Given that BPF needs to get its hooks into _every_ network driver,
I'm not sure that this is practical.  The public BPF interfaces
would need to change to indirect function calls, which the module
load/unload functions would need to switch between the real BPF
functions (in the module) and stubs in the kernel.  Recent experiments
(in the discussions on atomic operations and locks) show that
indirect function calls are relatively expensive - which would add
significantly to the BPF overhead (and BPF is already in a time-
critical path).

>  (which security conscious admins will be able to simply
>  remove from /modules)

I _really_ think that this is a furphy.  Not having BPF doesn't buy
you any additional security - it's just too easy to sniff the
network from a Windoze PC.  Typically /dev/bpf*  only allows root
access - and if someone undesirable has root access, you have more
pressing problems.

> or come up with a lighter weight mechanism
>  just for dhcp and other apps that need to see broadcast packets but
>  not otherwise sniff the wire in full bpf glory.
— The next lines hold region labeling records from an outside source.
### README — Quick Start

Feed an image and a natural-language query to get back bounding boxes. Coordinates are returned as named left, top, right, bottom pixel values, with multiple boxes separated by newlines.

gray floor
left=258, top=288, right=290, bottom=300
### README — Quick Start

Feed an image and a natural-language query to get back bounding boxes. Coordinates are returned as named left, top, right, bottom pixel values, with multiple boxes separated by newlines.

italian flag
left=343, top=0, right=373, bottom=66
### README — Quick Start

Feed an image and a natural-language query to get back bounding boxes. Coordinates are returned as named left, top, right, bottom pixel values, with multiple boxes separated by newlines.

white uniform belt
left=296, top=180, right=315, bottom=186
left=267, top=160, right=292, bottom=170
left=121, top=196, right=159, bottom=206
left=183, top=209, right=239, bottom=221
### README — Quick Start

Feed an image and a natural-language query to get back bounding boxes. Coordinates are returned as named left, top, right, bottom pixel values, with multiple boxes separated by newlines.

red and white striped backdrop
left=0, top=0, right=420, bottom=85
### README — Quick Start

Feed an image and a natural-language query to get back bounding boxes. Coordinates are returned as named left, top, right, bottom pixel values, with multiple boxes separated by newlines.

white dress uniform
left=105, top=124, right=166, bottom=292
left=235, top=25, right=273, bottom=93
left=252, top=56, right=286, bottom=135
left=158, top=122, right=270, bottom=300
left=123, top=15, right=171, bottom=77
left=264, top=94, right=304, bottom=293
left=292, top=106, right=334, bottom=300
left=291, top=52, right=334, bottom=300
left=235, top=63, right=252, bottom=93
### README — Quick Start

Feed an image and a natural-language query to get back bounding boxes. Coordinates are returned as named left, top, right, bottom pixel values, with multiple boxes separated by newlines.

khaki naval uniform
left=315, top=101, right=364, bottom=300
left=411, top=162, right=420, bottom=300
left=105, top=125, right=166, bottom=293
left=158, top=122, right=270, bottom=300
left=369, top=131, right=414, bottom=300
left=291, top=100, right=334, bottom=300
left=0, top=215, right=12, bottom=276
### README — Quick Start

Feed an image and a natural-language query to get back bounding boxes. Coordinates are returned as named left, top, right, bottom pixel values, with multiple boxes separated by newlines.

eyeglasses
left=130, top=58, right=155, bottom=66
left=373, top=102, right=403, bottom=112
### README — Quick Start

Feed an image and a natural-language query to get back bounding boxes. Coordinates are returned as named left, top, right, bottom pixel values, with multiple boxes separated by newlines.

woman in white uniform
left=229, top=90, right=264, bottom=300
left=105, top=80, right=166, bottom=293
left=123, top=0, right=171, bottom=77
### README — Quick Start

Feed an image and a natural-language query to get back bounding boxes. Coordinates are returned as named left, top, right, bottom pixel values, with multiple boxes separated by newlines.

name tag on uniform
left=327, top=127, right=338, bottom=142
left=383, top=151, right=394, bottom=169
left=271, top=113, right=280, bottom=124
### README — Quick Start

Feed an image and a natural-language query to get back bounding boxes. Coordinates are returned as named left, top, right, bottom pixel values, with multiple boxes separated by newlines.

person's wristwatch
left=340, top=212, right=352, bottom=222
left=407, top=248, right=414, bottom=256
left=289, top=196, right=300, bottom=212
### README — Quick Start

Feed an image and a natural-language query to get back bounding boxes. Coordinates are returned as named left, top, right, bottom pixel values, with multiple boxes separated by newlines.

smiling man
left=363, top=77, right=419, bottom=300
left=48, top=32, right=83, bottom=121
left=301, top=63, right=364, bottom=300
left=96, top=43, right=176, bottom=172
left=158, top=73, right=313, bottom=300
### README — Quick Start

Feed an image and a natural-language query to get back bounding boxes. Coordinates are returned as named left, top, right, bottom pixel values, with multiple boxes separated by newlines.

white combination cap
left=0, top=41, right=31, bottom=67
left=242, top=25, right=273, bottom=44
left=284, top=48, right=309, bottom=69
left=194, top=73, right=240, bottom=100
Iff you believe that the mere presence of BPF is a security hole, then
this would seem to be a cleaner solution than trying to make BPF an
LKM.  The easiest way to achieve this would seem to be to create a
`crippled' BPF - which included a hard-wired filter that only returned
broadcast packets and disabled BIOCSETF and maybe BIOCPROMISC.  The
crippled BPF would be part of GENERIC, and anyone who wanted the full
functionality could re-compile without the `CRIPPLED_BPF' flag.